Yes. That helps us avoid two system calls per callback from the pthread_workqueue.
> And if the intent of _dispatch_pthread_sigmask() is to block maskable signals, instead of masking one by one, shouldn't it just be using sigfillset()?
I'm not sure I understand the question.
In any case, it probably doesn't matter for two reasons. First, _dispatch_pthread_sigmask() is a static C function, simple, and only used once. It is a great candidate for inlining, and in fact is inlined. The second reason is that the sig*set() APIs on Mac OS X and iOS are C macros that often compile completely away when optimizations are enabled.
>> behavior helps all code that uses GCD avoid spurious EINTR errors from Unix
>> system calls (which are often not tested for).
> So, the (special, undocumented?) behaviour here is that if the program is determined to be "callback driven" (explicit call to dispatch_main(), or implicit use of Cocoa) then one victim workqueue thread will clear its mask and handle any signal, so that, if all other threads mask their signals, this victim thread will handle any and every signal. The value of this being that if you follow the (unwritten?) rules and mask signals from every other thread, you shouldn't then receive EINTR because you'll never have to worry about a signal being delivered to a regular thread?
In general, the intersection of different subsystems always creates undefined/undocumented behavior/assumptions. The relationship between libdispatch, POSIX, the Mac OS X kernel, and apps in general is no different.

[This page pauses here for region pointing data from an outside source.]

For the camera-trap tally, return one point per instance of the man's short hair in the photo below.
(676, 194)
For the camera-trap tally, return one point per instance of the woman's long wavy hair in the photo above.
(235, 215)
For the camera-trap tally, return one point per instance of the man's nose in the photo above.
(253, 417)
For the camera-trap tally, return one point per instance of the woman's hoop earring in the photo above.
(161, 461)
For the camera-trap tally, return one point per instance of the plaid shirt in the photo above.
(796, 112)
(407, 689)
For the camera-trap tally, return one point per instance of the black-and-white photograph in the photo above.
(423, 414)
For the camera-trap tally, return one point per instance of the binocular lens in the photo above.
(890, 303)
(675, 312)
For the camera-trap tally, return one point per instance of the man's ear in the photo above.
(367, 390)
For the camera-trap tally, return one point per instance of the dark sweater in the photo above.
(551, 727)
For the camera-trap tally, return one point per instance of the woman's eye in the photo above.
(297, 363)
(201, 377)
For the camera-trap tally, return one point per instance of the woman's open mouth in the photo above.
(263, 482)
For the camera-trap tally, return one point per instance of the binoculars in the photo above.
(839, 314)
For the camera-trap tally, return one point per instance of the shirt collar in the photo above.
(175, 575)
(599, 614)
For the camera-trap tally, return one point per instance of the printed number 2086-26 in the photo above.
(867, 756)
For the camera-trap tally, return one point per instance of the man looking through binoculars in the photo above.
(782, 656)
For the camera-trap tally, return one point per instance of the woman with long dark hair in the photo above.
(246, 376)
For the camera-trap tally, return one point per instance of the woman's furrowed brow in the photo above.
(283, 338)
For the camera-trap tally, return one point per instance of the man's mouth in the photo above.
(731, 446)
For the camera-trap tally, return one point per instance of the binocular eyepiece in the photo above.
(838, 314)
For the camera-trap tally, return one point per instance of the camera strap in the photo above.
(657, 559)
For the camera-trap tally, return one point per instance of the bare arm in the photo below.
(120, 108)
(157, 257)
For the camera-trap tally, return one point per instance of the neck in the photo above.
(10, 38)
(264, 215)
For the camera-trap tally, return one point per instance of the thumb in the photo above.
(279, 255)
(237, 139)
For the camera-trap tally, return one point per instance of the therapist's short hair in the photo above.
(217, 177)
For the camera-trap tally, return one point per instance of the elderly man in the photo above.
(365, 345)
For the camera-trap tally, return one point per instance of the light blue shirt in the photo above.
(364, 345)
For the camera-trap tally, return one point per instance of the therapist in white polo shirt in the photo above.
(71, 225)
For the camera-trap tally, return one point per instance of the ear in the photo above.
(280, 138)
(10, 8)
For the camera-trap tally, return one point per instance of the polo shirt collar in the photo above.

In practice, what we found was that programs that installed signal handlers via signal()/sigaction() often made the assumption that there will always be a thread available to handle the signal. In other words, deferring traditional Unix signal handlers until a worker thread was idle could cause apps to hang. That is why GCD keeps a dedicated signal handling thread running. However, we cannot blindly create this helper thread when libdispatch is initialized because other programs [dubiously] assume that libraries do not leave lingering helper threads. Therefore, GCD only creates the helper thread if the main thread exits (because the main thread doesn't start out with any masked signals – technically it could, but in practice it doesn't happen.)
> OK, so nothing Windows has to worry about then.
I don't know how Windows supports POSIX, but that sounds reasonable.